Les États-Unis restent fermement opposés au cadre. Washington a quitté la session du MEPC en avril et a depuis menacé de mesures de rétorsion. Ces mesures pourraient inclure des tarifs douaniers, des taxes portuaires et des restrictions de visa pour les pays soutenant l'accord. Les analystes estiment que le vote pourrait dépendre d'un petit nombre d'États indécis, notamment en Asie du Sud-Est, au Moyen-Orient et en Amérique latine, où les alignements politiques et économiques sont fluctuants.

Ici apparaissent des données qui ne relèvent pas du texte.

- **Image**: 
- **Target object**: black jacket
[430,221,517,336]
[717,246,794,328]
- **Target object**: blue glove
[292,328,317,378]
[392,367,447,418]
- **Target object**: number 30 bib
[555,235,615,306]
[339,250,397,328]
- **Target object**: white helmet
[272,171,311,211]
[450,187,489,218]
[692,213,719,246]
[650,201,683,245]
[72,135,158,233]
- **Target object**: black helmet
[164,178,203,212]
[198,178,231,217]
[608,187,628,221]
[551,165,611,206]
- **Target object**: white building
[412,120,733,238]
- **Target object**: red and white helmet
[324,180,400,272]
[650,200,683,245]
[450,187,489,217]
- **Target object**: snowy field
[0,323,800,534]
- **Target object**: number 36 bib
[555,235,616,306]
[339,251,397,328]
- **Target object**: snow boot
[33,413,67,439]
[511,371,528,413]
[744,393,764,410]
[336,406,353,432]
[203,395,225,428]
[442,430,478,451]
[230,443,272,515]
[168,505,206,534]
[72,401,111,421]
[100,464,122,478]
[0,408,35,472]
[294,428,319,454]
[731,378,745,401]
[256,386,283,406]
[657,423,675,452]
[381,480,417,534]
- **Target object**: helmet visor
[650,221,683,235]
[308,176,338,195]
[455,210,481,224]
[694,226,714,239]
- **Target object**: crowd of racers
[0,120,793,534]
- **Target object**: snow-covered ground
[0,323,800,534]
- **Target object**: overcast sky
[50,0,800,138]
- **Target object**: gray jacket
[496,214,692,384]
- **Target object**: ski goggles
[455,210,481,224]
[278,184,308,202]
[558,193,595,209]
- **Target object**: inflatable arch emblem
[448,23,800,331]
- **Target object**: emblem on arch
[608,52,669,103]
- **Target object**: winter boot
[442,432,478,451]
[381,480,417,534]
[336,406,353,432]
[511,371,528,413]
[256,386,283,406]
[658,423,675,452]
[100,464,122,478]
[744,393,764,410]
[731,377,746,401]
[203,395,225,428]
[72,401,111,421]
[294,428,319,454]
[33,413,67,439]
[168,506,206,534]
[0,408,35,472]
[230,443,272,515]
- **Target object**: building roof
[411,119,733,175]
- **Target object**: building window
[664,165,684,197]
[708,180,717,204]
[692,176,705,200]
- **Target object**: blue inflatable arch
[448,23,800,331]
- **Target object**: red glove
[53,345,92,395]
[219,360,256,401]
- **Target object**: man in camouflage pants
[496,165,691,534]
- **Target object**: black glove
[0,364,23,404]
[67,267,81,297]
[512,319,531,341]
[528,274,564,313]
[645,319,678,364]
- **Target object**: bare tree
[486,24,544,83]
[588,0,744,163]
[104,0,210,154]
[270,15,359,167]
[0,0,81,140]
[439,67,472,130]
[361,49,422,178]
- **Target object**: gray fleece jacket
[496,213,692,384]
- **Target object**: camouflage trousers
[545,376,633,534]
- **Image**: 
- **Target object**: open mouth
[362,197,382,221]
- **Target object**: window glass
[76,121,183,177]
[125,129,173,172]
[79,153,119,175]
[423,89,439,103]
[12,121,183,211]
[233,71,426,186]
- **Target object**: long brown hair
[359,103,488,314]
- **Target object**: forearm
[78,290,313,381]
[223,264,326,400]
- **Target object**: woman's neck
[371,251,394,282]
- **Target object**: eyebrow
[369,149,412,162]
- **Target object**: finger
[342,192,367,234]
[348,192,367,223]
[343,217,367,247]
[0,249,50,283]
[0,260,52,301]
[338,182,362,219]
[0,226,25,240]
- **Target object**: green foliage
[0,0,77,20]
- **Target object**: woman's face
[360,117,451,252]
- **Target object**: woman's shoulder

L'Importance d'une Régulation Mondiale
La Coalition 'Getting to Zero', qui regroupe plus de 180 entreprises et certains des plus grands armateurs mondiaux, a appelé à l'adoption rapide du cadre. Elle avertit qu'une "incertitude prolongée pourrait mettre en péril de très gros investissements" essentiels pour l'avenir du commerce mondial. L'absence de directives réglementaires mondiales augmenterait les coûts de la transition à long terme, des coûts qui seraient supportés par l'industrie, les pays et les consommateurs.
Les Conséquences d'un Échec
Patrick Verhoeven, directeur général de l'Association Internationale des Ports et Havres (IAPH), a également insisté sur l'urgence d'une décision. Il a averti qu'un échec à adopter le cadre "créerait une incertitude absolue en matière d'investissement". Selon lui, cela rendrait "impossible" l'atteinte des objectifs de zéro émission nette de l'OMI.
La semaine prochaine, les résultats clés de cette réunion cruciale de l'OMI seront attentivement suivis par l'ensemble du secteur maritime et les observateurs internationaux. La décision aura des implications durables pour la durabilité environnementale et la stabilité économique du transport maritime.